Il centrodestra punta quindi alla riconferma, forte anche dei risultati delle ultime elezioni politiche, che vedono due rovatesi su tre preferire quell’area politica. Le amministrative, però, sono sempre una partita differente. Per questo, al momento, Lega, FdI, FI e civici non si sbilanciano su nomi e programmi. Probabile che serva anche un punto sovracomunale, con le relative segreterie provinciali, vista l’importanza della capitale della Franciacorta dentro l’intero Ovest Bresciano e in realtà come Cogeme e Acque Bresciane. Diversi gli assessori che potrebbero rappresentare la continuità con l’esperienza Belotti.

Le opposizioni

Un cambio, invece, è quello che cercano le opposizioni, tra le quali la situazione è più fluida. A cinque anni dal voto, la coalizione che sostenne all’epoca la Remonato si è spaccata in tre. In Consiglio comunale ci sono «Rovato 2020», con la stessa ex candidata, «Rovato Domani», con Stefano Fogliata e Matteo Buizza, e il Partito democratico. I dem, rappresentati in aula da un nome storico del centrosinistra, quello di Alessandro Botticini, saranno sicuramente della partita.
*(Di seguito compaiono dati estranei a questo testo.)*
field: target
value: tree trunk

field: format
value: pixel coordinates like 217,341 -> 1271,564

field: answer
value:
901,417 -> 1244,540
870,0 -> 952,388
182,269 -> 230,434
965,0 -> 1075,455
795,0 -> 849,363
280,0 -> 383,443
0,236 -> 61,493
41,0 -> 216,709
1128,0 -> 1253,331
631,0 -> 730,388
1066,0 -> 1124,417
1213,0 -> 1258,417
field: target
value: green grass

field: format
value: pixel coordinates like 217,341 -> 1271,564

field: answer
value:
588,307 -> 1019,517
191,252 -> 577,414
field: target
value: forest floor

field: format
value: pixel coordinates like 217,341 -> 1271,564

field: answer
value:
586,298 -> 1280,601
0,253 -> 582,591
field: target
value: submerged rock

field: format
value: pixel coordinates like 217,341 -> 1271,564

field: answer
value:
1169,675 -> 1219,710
Lo stesso vale per «RovatoW», l’altra opposizione in Consiglio, la prima a chiarire i propri obiettivi: «Non abbiamo nemici, ma crediamo fermamente – spiega Francesco Corbetta – nel nostro impegno civico e siamo qui. Le elezioni 2026 saranno uno snodo importante per Rovato. Per noi, è il momento di diventare ancora più grandi».